Eventually the Doctor would have brought Dr. Watson back to his own timeline, mere moments after he left it.  (And all that time spent away from Earth would account for the grey hair Watson now sported.)

 And maybe it was Dr. Watson who first introduced the Doctor to the joys of wearing a fez (which means he was probably involved with the Seventh Incarnation of the Doctor.)

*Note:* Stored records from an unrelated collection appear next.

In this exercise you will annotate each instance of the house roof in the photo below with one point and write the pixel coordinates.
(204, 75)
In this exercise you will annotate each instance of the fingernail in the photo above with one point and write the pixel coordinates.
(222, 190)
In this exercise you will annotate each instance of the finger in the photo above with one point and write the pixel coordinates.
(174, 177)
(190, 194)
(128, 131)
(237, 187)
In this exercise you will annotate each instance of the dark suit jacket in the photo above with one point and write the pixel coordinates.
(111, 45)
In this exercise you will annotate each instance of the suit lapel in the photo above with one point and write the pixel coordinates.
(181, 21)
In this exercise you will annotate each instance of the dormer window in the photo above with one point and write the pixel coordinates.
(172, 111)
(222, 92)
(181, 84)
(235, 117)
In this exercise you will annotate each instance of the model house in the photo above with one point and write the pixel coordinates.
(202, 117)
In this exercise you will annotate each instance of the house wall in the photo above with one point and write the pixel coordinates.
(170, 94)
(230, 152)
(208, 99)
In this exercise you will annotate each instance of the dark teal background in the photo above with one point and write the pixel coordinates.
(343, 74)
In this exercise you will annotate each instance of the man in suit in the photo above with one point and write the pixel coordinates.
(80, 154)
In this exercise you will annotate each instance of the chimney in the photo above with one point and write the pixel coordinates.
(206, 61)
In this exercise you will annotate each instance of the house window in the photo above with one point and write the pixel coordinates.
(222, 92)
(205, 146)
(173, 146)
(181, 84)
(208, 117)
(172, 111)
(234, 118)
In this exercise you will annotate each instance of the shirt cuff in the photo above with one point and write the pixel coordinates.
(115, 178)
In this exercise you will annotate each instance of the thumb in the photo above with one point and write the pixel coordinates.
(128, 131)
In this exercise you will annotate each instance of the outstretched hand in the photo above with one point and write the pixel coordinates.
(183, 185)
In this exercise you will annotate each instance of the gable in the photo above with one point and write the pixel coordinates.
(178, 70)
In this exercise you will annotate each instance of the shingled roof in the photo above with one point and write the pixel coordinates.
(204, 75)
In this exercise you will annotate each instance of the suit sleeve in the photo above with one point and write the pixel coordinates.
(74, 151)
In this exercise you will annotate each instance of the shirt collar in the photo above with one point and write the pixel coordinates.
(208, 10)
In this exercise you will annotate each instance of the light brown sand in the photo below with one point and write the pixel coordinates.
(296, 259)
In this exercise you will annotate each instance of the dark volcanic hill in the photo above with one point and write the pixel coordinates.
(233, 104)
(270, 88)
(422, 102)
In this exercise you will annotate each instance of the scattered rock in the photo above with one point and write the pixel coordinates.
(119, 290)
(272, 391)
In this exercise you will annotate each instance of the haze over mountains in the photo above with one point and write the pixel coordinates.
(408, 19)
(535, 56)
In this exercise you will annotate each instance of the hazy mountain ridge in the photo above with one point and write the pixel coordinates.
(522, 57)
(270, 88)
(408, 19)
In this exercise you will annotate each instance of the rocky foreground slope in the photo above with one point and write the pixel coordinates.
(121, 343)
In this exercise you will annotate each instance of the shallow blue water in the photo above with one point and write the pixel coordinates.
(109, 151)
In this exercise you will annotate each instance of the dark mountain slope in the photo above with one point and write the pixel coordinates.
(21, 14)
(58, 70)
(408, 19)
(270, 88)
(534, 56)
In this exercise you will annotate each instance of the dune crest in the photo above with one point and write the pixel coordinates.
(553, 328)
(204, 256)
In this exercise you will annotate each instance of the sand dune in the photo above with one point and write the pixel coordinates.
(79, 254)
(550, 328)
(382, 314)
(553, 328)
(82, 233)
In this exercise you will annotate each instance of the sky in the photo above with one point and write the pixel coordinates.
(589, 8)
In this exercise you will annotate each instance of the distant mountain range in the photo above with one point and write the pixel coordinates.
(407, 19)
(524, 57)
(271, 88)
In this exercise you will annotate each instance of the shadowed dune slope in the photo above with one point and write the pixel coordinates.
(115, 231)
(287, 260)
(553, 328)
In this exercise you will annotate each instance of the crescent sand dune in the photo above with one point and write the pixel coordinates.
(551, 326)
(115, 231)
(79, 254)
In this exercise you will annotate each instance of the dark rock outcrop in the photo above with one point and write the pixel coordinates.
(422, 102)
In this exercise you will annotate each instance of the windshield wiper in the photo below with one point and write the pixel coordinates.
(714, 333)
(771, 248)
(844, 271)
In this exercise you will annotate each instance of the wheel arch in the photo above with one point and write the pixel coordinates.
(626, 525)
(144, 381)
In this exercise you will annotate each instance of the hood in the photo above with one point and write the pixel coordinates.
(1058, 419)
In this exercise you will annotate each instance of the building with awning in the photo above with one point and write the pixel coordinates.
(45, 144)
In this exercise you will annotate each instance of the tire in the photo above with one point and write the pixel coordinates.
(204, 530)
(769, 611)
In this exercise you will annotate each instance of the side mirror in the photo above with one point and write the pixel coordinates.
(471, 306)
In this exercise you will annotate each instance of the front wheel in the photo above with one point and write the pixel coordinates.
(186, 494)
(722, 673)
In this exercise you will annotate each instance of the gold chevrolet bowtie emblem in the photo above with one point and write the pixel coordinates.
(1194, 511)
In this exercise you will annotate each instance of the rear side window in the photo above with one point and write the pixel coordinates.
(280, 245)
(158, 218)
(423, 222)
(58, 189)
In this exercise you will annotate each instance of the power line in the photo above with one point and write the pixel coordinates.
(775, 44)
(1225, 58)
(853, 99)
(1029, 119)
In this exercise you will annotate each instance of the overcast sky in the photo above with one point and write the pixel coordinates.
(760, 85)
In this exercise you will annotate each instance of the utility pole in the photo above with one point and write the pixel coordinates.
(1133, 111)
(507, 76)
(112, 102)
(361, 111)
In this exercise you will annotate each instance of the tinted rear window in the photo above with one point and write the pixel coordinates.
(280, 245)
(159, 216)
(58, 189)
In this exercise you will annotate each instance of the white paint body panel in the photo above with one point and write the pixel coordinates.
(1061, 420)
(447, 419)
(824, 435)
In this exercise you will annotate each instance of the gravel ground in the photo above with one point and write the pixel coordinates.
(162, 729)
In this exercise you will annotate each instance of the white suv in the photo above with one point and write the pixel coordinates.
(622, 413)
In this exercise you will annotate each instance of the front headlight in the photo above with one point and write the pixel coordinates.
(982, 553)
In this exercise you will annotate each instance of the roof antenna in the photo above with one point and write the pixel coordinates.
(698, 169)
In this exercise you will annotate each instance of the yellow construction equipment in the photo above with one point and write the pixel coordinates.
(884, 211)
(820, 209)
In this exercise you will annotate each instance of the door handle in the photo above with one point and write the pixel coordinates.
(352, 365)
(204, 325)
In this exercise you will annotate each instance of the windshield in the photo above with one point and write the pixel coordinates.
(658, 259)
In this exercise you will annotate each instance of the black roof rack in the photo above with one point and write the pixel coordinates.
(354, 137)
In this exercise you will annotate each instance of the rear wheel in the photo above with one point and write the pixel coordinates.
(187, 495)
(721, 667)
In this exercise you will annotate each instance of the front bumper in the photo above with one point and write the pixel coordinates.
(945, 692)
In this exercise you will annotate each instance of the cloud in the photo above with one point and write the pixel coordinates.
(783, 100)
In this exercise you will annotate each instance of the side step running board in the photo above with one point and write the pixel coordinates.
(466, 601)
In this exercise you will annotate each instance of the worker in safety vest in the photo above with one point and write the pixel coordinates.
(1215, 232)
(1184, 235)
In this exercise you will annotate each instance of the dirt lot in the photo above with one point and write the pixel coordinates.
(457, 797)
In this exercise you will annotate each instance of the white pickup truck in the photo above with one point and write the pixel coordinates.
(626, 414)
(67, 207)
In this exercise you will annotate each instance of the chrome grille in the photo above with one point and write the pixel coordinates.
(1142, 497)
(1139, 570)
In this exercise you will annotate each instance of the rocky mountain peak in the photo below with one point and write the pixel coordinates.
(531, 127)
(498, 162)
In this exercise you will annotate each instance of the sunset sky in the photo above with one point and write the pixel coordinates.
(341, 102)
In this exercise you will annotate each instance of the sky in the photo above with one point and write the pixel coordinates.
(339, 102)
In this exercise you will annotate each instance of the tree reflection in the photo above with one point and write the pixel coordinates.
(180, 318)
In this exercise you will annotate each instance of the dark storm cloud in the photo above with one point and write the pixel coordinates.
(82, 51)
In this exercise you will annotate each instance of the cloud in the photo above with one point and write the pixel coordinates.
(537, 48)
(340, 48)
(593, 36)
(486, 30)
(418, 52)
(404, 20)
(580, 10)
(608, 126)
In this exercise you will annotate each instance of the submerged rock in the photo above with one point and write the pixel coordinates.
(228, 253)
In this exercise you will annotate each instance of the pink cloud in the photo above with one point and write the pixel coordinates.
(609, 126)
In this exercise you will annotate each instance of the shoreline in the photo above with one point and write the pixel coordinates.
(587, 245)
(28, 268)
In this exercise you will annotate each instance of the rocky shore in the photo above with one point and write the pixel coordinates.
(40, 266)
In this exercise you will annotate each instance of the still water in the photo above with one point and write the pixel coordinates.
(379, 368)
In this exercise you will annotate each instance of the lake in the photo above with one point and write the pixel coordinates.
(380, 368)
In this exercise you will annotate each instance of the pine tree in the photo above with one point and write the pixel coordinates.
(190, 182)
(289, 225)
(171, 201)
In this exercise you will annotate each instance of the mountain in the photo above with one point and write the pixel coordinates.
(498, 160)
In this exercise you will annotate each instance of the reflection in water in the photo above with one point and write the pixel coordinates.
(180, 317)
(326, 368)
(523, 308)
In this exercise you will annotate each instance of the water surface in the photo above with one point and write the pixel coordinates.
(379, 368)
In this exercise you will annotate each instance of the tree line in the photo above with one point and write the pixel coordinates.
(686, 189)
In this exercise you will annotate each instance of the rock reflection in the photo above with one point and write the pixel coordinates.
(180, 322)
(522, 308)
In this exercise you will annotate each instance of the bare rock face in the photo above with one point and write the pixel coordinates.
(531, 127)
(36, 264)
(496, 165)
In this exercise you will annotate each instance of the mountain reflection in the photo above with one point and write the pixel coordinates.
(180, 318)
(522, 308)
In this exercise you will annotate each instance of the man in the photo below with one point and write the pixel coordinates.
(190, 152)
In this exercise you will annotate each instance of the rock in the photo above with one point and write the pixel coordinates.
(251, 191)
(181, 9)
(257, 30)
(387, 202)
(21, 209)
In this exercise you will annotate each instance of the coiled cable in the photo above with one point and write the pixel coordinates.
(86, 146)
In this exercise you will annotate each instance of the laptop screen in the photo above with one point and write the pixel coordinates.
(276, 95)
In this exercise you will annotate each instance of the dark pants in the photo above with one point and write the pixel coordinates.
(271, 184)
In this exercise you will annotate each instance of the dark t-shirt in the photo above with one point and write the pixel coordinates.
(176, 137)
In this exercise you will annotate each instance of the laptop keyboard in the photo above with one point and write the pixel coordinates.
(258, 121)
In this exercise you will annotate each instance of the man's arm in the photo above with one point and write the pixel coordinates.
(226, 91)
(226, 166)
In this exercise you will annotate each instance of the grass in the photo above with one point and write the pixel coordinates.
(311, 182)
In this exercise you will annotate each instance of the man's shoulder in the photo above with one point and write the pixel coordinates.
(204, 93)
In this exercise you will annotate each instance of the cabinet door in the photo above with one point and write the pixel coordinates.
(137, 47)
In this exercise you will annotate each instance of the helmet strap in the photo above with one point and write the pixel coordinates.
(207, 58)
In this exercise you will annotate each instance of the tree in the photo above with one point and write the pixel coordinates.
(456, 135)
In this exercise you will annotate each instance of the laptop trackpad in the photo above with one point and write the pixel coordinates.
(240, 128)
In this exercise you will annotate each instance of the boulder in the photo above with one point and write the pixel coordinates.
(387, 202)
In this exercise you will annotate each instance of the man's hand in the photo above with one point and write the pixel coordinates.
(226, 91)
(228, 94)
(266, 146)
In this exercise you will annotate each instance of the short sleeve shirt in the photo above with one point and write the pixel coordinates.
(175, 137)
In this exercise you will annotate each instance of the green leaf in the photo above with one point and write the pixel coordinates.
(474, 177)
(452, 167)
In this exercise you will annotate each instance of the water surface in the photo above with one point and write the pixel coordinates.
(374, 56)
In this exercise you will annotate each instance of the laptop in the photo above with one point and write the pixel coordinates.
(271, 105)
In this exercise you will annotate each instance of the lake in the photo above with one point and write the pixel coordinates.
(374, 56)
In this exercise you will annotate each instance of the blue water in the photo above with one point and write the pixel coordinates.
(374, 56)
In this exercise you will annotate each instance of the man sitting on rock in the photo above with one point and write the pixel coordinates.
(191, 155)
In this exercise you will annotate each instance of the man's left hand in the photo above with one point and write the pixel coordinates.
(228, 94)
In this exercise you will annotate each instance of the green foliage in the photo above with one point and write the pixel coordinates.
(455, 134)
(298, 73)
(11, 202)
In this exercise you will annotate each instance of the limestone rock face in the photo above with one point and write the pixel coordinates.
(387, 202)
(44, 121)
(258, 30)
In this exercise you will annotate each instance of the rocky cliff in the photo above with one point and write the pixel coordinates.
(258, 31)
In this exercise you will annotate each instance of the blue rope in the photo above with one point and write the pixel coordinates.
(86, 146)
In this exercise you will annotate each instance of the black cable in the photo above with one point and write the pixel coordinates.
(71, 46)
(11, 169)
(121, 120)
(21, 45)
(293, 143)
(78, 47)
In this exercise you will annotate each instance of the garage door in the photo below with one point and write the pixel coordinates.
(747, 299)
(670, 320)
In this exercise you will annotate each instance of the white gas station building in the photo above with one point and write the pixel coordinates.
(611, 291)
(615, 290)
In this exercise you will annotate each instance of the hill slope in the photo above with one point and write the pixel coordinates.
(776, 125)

Of course, plastic surgery wouldn't splain away the change in eye color - Burke's Watson had blue eyes; Hardwicke's Watson sported brown.  (Or so it looks to me, anyway.....)

But maybe Dr. Watson was subjected to heterochromia because of exposure to the Time-stream.....?

BCnU!

 This post is dedicated to Robert Wronski, Jr. whose own explorations into shared universes, the TVCU, celebrates its first anniversary today. 

1 comment:

  1. Didn't Burke return to the role for one production, while Hardwicke was filming Shadowlands?